J’ai bien quelques idées, mais je vais d’abord m’efforcer de recueillir l’avis de Michel Fromaget sur le sujet. Et peut-être aussi celui du lecteur, puisque chaque article de volte – espace est ouvert au commentaire.
Voici juste la suite et fin de ce « merveilleux » texte :
« Pourtant, malgré la qualité magique et surprenante de cette perception visuelle, il ne s’agissait ni d’un rêve, ni d’une révélation ésotérique. Plutôt l’inverse : un éveil soudain qui m’arrachait au sommeil de la vie ordinaire, la fin d’un rêve, une réalité qui rayonnait de sa propre lumière, et pour la première fois lavée de la pensée qui obscurcit. C’était la révélation tant attendue de l’évidence même, un moment de clairvoyance dans l’histoire confuse de ma vie. Je cessais d’ignorer une chose que (depuis ma plus tendre enfance, en tout cas) je n’avais pu voir, égaré par trop d’occupations ou de faux-fuyants.

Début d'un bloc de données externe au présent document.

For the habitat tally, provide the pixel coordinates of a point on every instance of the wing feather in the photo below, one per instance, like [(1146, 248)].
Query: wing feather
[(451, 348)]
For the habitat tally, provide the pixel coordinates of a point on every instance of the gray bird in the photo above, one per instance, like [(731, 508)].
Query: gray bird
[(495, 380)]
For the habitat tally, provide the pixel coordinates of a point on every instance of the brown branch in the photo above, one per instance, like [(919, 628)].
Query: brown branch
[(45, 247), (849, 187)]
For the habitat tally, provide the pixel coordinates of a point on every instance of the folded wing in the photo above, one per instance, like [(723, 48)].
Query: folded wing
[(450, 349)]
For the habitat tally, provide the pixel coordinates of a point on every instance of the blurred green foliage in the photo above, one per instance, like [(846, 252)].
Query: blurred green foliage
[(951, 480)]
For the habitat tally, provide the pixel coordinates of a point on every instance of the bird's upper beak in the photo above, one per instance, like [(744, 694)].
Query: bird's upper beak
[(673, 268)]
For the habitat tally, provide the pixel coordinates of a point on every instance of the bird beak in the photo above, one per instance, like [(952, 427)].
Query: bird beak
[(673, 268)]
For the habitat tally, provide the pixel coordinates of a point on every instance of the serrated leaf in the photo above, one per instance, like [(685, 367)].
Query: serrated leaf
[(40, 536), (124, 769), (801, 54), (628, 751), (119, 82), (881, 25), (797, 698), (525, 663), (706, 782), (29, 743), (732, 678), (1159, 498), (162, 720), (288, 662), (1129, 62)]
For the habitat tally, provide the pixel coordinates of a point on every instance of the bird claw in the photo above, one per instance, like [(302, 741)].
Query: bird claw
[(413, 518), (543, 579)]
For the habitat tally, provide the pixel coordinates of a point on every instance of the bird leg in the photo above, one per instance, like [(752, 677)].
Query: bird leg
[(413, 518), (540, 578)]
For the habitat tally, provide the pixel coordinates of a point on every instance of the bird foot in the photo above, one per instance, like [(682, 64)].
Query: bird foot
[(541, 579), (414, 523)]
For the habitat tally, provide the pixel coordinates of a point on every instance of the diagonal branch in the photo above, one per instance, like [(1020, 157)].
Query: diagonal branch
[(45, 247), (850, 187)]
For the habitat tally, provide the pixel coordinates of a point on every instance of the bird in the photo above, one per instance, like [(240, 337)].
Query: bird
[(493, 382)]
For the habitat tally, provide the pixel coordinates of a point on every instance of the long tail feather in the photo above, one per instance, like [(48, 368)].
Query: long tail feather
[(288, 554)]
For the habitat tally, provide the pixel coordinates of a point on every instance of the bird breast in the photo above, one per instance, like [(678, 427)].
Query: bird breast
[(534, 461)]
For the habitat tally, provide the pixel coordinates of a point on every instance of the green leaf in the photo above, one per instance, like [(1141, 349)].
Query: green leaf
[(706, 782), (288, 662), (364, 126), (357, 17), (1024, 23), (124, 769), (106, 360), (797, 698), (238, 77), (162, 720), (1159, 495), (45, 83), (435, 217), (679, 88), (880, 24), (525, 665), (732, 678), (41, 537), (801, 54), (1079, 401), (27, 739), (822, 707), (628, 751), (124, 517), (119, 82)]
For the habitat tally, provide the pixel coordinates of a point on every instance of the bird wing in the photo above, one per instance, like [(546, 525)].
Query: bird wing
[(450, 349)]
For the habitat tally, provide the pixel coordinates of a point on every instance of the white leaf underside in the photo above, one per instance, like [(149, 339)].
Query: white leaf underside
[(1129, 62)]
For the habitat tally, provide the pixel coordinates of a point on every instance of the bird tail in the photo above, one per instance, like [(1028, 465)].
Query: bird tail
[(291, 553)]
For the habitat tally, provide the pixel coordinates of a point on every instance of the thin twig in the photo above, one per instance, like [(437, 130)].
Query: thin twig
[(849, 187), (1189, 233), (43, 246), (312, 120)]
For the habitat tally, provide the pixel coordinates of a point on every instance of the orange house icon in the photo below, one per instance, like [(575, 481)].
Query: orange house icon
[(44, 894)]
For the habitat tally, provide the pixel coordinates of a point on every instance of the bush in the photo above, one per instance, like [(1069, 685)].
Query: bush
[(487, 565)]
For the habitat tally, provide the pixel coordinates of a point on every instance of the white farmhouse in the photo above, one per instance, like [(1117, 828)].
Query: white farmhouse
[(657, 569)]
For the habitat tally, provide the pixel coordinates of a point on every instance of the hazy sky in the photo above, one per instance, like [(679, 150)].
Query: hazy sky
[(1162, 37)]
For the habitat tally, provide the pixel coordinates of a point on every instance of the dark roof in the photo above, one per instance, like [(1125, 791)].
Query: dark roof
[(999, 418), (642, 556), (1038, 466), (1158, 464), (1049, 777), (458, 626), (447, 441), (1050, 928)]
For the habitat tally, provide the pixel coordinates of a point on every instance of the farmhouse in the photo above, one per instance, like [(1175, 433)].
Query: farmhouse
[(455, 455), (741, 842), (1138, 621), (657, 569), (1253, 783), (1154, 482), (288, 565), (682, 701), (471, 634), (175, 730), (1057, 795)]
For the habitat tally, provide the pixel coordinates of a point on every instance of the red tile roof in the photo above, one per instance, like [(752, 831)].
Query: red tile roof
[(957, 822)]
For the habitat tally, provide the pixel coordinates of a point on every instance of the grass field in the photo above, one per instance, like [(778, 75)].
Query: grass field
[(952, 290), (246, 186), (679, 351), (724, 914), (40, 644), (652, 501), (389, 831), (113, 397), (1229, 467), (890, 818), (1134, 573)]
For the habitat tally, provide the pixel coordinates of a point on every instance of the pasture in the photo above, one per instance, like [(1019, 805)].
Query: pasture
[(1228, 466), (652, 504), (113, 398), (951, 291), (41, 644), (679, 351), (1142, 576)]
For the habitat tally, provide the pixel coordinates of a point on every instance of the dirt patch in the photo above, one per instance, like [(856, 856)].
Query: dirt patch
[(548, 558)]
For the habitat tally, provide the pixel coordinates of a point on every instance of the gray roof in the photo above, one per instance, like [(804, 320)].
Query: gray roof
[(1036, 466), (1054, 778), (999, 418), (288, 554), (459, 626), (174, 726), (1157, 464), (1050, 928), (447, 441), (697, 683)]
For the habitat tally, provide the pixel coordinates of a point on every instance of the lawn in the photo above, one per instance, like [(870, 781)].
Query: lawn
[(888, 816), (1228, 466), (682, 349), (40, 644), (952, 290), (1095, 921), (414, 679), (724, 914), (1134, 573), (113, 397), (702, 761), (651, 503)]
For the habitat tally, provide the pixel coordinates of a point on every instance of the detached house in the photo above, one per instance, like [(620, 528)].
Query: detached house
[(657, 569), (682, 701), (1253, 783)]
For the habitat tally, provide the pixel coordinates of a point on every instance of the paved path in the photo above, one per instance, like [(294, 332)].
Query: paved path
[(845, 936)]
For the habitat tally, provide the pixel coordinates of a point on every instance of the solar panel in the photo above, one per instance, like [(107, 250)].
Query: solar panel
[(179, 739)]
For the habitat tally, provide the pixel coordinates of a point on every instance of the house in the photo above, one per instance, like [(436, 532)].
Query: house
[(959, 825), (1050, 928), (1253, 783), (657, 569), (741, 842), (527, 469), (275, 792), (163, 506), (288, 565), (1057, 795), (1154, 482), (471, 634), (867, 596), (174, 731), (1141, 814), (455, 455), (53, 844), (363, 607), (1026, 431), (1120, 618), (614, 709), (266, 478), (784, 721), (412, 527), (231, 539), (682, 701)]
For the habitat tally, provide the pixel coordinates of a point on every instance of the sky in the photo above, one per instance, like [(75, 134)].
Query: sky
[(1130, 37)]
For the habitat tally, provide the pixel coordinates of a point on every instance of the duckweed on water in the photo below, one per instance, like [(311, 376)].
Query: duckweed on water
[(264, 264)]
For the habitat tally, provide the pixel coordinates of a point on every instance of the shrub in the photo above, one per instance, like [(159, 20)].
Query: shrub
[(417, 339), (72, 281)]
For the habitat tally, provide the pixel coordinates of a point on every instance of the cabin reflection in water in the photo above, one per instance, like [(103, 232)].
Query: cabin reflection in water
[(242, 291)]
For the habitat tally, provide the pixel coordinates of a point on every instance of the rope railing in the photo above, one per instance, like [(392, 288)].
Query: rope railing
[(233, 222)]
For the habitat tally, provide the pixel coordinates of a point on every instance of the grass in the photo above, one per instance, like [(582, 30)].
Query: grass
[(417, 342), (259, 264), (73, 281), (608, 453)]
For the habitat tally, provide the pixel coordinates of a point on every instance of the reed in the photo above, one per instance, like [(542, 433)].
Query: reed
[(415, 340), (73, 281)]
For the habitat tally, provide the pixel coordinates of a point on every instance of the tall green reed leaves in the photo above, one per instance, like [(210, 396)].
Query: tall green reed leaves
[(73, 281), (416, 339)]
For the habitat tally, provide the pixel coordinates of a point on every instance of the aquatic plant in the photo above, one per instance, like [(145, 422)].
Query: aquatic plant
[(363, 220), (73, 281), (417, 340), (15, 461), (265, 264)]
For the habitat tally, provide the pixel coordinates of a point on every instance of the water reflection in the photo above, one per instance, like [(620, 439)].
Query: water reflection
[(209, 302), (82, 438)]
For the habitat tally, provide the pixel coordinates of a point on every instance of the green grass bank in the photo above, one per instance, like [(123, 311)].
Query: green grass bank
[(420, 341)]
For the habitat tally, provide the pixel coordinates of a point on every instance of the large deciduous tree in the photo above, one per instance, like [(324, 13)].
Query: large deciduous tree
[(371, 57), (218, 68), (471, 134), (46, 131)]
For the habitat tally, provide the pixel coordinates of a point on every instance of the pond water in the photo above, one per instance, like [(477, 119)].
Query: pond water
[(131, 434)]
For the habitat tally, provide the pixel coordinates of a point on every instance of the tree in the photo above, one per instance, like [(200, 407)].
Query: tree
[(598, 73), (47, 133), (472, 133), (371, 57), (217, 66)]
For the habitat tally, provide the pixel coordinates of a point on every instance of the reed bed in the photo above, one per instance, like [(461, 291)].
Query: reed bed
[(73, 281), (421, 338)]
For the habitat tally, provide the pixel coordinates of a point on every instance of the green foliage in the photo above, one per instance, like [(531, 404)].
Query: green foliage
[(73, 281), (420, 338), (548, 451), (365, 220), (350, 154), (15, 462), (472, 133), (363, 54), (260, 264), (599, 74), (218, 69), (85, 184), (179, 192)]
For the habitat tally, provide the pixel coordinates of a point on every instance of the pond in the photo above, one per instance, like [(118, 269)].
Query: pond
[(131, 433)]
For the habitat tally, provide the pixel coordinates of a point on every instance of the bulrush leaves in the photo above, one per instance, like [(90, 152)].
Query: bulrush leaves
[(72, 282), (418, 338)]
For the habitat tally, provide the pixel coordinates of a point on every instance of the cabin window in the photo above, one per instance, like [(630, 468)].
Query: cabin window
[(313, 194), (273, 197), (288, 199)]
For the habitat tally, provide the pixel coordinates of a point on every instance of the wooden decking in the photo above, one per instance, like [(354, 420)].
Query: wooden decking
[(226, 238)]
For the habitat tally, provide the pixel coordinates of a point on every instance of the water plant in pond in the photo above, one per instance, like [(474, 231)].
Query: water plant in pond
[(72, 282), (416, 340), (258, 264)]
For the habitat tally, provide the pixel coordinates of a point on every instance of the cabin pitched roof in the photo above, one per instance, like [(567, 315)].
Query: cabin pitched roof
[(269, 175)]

C’était une attention nue, sans jugement, à une réalité qui n’avait pas cessé de me « dévisager » mon absence totale de visage. Bref, tout cela était parfaitement simple, ordinaire et direct, au-delà du raisonnement, de la pensée, et des mots. En dehors de l’expérience elle-même ne surgissait aucune question, aucune référence, seulement la paix, la joie sereine, et la sensation d’avoir laissé tomber un insupportable fardeau.«
Cordialement
¹ – En anglais :
« It was all, quite literally, breathtaking. I seemed to stop breathing altogether, absorbed in the Given. Here it was, this superb scene, brightly shining in the clear air, alone and unsupported, mysteriously suspended in the void, and (and this was the real miracle, the wonder and delight) utterly free of « me », unstained by any observer. Its total presence was my total absence, body and soul. Lighter than air, clearer than glass, altogether released from myself, I was nowhere around. »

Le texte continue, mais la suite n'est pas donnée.